Daneile Joyce "Dani" Shapiro is the author of five novels and the best-selling memoirs Slow Motion and Devotion. She has also written for magazines such as The New Yorker, The Oprah Magazine, Vogue, and ELLE.[1]

Life

Shapiro attended the Pingry School, a prep school in New Jersey, then Sarah Lawrence College, where she was influenced by Grace Paley, who was one of her teachers.[2] Shapiro has also written for the screen, having adapted Oscar Wilde's The Happy Prince for HBO in 1999. In 2000, she co-wrote a screenplay based on her memoir, Slow Motion, with her husband, journalist and screenwriter Michael Maren. She has been a professor of creative writing at Wesleyan University and an instructor at the New School and Columbia University.[3][4]

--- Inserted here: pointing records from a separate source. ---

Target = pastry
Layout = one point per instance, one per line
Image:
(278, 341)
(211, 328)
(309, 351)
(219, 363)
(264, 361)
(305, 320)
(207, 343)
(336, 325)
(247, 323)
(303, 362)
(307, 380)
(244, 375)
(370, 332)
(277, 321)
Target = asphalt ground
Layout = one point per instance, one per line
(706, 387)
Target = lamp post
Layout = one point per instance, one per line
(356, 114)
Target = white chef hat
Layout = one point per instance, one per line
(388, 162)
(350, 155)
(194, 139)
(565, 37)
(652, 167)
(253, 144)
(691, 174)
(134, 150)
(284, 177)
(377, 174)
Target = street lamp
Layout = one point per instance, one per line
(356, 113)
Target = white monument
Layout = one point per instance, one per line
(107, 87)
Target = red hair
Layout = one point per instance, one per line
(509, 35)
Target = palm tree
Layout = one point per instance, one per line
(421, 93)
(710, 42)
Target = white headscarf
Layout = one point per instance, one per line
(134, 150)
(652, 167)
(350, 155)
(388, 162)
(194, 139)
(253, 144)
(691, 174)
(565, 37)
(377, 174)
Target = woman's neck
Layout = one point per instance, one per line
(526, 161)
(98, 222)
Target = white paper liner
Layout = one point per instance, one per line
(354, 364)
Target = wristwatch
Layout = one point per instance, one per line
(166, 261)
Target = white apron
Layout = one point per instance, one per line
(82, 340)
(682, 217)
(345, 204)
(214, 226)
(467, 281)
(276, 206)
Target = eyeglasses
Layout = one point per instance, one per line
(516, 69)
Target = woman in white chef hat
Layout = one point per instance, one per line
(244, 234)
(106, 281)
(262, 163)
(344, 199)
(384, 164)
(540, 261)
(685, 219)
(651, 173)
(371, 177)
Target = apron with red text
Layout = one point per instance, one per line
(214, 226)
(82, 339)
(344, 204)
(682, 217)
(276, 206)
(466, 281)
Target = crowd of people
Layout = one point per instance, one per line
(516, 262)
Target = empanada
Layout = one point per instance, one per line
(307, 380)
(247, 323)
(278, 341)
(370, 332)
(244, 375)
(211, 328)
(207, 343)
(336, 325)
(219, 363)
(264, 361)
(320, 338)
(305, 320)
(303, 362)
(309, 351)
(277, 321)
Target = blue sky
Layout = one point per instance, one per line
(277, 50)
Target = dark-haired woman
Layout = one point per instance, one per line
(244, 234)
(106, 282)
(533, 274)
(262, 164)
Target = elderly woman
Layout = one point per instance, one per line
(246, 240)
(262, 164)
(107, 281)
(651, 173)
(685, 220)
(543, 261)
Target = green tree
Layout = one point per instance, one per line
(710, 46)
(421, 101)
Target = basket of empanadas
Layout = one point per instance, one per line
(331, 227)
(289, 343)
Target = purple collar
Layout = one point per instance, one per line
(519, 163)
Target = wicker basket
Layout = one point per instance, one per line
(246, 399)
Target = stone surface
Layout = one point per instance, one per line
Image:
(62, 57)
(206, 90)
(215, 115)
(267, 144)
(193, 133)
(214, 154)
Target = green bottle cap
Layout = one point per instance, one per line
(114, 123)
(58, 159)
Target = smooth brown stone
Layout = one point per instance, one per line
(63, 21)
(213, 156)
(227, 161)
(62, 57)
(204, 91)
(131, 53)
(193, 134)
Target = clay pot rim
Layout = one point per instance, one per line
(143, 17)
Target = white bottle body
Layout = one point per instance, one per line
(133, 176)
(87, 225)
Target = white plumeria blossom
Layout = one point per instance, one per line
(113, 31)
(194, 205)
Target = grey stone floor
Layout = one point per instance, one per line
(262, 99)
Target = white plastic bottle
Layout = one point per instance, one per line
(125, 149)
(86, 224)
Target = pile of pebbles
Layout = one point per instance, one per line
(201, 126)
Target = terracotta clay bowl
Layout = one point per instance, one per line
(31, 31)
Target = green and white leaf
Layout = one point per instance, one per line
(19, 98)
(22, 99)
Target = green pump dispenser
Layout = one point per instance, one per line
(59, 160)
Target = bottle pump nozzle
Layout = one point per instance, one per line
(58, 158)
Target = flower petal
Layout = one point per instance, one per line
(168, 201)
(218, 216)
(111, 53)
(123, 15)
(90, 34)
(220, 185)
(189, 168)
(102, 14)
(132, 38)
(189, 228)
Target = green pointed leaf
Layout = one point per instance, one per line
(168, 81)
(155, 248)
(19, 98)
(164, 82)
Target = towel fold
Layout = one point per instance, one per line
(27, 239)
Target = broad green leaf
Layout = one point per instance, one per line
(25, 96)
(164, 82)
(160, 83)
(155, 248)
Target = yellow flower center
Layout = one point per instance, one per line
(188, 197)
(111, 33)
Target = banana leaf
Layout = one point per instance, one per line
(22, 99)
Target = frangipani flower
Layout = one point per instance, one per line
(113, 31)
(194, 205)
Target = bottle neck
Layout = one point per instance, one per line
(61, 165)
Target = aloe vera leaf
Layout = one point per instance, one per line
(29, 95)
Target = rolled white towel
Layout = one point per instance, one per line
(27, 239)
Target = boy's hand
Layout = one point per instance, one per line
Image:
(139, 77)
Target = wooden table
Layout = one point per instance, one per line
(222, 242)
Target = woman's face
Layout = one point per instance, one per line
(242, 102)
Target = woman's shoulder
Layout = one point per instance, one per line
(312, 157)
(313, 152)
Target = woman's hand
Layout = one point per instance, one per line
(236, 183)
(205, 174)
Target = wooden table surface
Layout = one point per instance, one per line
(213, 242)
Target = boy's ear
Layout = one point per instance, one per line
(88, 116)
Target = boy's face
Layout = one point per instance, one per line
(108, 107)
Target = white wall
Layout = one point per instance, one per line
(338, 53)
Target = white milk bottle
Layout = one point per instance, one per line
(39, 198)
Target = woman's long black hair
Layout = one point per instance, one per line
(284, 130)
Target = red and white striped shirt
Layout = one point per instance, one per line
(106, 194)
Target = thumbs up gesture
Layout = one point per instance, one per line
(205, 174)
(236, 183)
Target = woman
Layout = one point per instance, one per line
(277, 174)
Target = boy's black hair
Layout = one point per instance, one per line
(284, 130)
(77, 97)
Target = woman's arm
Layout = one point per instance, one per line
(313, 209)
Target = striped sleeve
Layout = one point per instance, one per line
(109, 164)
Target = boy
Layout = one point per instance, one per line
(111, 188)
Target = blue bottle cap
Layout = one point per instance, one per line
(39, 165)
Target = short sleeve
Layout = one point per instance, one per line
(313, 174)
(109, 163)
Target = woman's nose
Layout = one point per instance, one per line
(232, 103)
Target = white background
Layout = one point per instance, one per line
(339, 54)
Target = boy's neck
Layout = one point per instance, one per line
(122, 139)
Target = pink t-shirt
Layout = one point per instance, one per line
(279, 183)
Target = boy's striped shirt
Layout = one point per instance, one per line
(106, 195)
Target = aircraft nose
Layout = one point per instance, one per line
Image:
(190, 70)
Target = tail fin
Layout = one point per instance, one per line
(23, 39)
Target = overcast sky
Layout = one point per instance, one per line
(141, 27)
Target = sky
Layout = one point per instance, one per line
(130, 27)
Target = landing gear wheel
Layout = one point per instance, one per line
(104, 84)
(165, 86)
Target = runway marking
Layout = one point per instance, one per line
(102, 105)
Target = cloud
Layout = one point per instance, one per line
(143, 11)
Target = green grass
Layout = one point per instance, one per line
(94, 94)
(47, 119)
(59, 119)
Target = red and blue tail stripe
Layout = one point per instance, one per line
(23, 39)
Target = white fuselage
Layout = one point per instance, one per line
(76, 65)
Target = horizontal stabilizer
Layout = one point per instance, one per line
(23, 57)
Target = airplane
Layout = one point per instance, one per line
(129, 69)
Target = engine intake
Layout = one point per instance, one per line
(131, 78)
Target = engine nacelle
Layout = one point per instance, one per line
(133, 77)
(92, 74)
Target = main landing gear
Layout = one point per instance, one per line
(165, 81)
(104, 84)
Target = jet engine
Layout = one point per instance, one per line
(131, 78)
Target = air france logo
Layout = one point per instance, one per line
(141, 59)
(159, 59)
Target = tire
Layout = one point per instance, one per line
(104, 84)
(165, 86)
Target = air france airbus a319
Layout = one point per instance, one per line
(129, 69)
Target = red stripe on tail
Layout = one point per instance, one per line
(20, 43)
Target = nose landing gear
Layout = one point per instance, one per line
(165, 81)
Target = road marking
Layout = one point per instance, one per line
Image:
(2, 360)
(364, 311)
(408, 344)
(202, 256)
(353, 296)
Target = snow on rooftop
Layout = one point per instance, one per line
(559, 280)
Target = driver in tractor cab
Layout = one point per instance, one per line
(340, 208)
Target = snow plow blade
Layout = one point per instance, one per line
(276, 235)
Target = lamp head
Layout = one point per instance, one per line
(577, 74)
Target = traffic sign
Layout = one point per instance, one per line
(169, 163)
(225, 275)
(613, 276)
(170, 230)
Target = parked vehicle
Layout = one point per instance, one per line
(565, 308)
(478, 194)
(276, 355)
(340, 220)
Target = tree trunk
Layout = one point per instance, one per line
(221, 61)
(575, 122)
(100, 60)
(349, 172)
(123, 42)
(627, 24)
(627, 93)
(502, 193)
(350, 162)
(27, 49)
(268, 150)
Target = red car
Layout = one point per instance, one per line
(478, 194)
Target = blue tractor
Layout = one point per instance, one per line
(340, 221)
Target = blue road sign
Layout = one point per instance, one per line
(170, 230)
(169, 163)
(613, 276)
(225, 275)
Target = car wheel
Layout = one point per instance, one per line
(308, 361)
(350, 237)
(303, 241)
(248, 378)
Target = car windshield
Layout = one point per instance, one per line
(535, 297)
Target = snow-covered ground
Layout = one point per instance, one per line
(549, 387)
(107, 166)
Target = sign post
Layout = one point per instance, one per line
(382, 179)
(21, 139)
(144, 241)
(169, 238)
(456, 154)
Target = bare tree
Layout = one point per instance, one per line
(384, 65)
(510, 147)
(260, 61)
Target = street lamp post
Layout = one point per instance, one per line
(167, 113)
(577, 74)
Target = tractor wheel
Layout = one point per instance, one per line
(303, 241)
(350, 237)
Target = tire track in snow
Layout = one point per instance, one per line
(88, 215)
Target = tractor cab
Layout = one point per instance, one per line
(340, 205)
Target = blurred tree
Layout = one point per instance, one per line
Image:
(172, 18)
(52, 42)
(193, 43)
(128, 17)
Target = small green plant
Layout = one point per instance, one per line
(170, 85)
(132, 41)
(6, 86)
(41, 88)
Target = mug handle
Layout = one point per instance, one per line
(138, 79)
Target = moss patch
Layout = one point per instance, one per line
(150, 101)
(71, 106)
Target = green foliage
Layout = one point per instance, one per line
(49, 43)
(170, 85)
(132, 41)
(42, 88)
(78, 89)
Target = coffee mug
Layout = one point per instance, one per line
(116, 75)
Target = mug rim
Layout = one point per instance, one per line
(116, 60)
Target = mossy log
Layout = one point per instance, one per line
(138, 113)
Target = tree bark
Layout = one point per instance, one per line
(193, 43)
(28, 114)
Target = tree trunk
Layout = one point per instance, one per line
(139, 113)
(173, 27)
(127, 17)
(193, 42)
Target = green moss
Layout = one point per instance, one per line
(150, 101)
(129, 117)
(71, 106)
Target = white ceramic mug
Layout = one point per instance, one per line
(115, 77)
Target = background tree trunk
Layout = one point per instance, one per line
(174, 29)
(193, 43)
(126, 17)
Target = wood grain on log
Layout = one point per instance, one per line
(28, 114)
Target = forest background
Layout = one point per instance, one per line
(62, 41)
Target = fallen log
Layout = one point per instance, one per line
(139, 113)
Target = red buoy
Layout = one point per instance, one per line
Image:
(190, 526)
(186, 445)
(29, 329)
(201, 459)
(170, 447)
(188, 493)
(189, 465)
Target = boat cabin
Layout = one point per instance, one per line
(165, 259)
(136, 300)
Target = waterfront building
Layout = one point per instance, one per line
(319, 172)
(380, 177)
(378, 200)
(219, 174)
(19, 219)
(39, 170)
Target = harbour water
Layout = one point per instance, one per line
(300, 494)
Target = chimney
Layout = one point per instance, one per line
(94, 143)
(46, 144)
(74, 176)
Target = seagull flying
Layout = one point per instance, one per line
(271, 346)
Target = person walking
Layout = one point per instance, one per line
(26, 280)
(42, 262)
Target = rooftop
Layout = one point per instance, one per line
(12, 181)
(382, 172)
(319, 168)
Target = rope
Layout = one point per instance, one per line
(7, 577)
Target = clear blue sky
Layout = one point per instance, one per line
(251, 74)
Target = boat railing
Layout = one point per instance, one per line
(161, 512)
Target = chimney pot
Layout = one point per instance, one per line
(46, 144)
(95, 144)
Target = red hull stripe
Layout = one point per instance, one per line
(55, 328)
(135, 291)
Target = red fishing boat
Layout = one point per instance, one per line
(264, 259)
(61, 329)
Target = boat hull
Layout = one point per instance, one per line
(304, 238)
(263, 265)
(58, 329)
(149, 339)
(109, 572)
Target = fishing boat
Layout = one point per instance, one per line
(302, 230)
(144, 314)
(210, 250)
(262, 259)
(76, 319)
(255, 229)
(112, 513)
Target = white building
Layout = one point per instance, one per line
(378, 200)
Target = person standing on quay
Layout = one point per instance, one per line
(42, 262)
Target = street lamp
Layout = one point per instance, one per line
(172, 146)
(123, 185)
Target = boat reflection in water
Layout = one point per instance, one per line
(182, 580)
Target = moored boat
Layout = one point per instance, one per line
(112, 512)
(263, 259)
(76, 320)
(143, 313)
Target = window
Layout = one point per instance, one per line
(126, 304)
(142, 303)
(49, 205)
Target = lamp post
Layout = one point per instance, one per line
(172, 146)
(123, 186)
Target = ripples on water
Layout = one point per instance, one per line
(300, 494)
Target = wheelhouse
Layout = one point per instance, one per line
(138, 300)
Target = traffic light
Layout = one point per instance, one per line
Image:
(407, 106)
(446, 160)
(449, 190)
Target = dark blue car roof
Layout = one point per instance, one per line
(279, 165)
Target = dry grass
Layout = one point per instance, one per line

In a 2011 interview with the Jewish Ledger, Shapiro described being raised in a family with an Orthodox Jewish father and a mother from South Jersey who had grown up in a non-Orthodox home. Her parents agreed to observe Judaism and Shapiro attended a Solomon Schechter Jewish day school through 6th grade. After moving from New York City to Connecticut in her 40s, Shapiro recounts her "vestigial feeling" connecting her to Judaism were reawakened and that she "could no more reject my Judaism than reject being female, or being a mother, or a wife, or a writer, or any of the things that most define me".[5]

On October 20, 2013 she appeared on Oprah Winfrey's Super Soul Sunday on Winfrey's OWN to discuss her book Devotion.

Since 1997 she has been married[6] to screenwriter Michael Maren. They have one child.

Reflections On Memoir

In The New York Times Book Review preparatory to the publication of her fourth memoir, Shapiro wrote, "People who have read my work feel as if they know me. And while certainly there is a powerful intimacy inherent in the experience of reading memoir, readers who meet me seem a bit embarrassed by this intimacy, as if, rather than having read my books, they have seen me naked without my consent. They seem to think of memoirs as more personal than any other literary form, as if the word 'memoir' necessarily signals confession, testimony, diary and strip tease all in one." Shapiro further wrote that she objected to the effects of this familiarity: "Shortly after the publication of my second memoir, I was startled to realize that I had become lonely. I had been speaking a great deal: in bookstores, behind podiums, on stages. I could weave articulate, compelling answers in discussion about my books. But when it came to my life—to that soft, pulsing, internal backbeat—people had stopped asking me questions, because they thought they already had the answers." She continued, "Some readers of memoir are looking for secrets, for complete transparency on the part of the author, as if the point is confession, and the process of reading memoir, a voyeuristic one. This idea of transparency troubles me, and is, I think, at the root of the serial memoirist’s plight. My goal when I sit down to write out of my own circumstances is not to make myself transparent. In fact, I am building an edifice. Stone by stone, I am constructing a story. Brick by brick, I am learning what image, what memory belongs to what." She concluded, "I have used my life—rather than my life using me—to make something more beautiful and refined than I could ever be."[7]